Mois de piété et de sérénité, ramadan n'est pas perçu ainsi par tous
La fièvre ramadanesque aura-t-elle encore frappé? Visiblement, c'est plus qu'une supposition. Elle est de retour, l'épidémie annuelle, fidèle à son rendez-vous, prête à embraser ses adeptes et à mettre le feu un peu partout, un mois durant, entre artères, marchés et souks.
Il faut cependant préciser que ce sont plutôt les partisans de la survolte à deux sous qui sont au rendez-vous de leur festival annuel, car ramadan, mois de paix et de spiritualité, n'y est pour rien.
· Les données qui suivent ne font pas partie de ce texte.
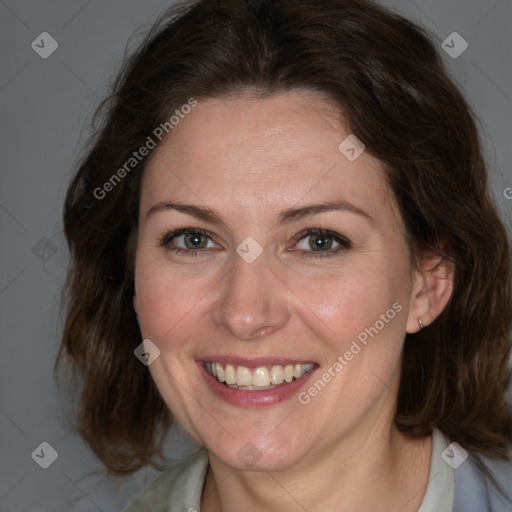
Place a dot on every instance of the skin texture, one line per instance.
(248, 159)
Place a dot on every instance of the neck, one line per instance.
(379, 469)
En effet, des comportements qui semblent directement sortis des contes de «Caillouville», ou des «Flinstones», surgissent et pullulent même au niveau de certains endroits.
Du coup, on se retrouve sur la voie publique en train de se délecter, non sans amertume, d'histoires rappelant étrangement l'Homo sapiens en plein exercice de découverte de ses semblables.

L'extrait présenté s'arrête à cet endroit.